The artist likes to experiment with multiple perceptions. He combines disparate scenes in a way that makes them appear as narrative milieus rather than stories with a simple narrative thread. At first glance his large scale paintings appear like a collection of references to art, design, advertising, and photography. Yet his motives elude reality despite their materiality, as they presuppose well-known sources that remain, however, hard to decipher. Salle uses also the effects of music, dance and film and their relationship to reality to structure his motives.

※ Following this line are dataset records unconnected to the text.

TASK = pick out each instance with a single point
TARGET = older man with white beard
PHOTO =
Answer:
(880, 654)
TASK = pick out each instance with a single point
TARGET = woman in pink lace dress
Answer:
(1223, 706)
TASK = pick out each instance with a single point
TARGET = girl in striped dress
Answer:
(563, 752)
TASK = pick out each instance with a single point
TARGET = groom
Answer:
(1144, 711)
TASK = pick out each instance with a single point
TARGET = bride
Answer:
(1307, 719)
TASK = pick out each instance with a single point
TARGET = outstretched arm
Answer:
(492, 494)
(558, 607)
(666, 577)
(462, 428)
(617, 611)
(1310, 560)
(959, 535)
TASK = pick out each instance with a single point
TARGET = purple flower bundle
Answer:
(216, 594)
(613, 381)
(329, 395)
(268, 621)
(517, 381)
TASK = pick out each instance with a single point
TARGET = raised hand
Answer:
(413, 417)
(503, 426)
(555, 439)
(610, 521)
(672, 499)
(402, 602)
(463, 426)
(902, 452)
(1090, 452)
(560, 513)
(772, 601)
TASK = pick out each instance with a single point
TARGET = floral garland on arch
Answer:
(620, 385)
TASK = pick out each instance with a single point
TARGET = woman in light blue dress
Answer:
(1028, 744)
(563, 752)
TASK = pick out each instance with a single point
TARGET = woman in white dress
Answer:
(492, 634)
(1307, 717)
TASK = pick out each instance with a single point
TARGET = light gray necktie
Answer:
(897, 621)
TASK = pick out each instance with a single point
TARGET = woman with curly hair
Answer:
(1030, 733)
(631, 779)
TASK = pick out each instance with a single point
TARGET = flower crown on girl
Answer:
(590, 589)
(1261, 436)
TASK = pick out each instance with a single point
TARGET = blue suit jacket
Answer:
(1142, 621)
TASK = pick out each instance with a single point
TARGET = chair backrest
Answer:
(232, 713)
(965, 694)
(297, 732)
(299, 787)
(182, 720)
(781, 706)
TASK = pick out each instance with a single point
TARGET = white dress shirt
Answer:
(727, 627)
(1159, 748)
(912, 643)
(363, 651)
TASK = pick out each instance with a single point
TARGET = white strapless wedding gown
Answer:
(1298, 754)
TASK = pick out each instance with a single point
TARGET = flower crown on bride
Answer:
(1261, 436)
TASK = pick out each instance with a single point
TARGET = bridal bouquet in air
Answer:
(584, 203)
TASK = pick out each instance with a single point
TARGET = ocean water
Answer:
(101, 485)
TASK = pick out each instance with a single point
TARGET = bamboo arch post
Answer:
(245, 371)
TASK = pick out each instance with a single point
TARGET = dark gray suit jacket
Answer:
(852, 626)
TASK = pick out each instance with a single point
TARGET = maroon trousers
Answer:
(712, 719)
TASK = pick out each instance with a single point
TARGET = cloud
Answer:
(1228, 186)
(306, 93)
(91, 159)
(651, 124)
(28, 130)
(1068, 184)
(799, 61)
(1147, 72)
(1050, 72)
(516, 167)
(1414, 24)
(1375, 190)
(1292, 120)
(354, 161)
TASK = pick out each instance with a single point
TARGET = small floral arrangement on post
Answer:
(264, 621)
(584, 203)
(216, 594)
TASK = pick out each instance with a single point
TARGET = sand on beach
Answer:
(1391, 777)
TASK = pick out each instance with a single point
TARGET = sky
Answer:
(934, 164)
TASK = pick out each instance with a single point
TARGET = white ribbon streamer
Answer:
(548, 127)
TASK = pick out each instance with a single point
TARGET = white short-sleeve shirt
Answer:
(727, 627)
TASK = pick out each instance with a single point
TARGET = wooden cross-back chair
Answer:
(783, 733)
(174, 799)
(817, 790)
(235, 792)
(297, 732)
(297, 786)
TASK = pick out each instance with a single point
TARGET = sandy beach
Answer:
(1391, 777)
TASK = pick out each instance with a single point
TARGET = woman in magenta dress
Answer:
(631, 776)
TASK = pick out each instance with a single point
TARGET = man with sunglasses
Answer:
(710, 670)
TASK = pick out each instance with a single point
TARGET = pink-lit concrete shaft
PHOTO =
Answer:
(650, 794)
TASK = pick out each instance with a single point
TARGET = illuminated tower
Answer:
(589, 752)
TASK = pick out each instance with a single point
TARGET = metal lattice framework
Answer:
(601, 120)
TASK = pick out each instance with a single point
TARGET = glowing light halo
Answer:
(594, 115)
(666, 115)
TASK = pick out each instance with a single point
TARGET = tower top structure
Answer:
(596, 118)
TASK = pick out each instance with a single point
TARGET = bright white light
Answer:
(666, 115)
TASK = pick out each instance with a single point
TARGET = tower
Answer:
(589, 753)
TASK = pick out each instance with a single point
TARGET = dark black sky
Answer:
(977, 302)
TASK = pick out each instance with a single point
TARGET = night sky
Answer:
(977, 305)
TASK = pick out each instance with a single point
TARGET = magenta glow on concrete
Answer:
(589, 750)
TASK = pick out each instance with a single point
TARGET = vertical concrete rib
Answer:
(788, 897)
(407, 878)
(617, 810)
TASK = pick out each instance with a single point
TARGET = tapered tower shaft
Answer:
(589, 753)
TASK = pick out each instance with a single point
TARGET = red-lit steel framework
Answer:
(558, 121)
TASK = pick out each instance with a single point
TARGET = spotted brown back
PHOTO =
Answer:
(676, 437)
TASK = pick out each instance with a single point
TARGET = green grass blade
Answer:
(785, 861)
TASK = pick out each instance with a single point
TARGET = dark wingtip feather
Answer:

He was an early member of the “Pictures Generation,” whose work was revisited in an exhibition of the same title at the Metropolitan Museum of Art, New York, in 2009. Salle’s work can be found in the collections of many international museums, such as the Centre Georges Pompidou, the Los Angeles County Museum of Art, the Museum of Modern Art, the Stedelijk Museum, the Tate, the Walker Art Center, the Guggenheim Museum, and the Whitney Museum of American Art, the latter of which in 1987, honored Salle, at age 34, with the youngest mid-career survey ever. Salle is also a prolific writer on art. “How to See,” a volume of his collected essays was published by W.W. Norton in 2016. His essays and reviews have been published in Artforum, T: The New York Times Style Magazine, Art in America, and The Paris Review. Salle was for some years the art critic for Town & Country, and is now a regular contributor to The New York Review of Books.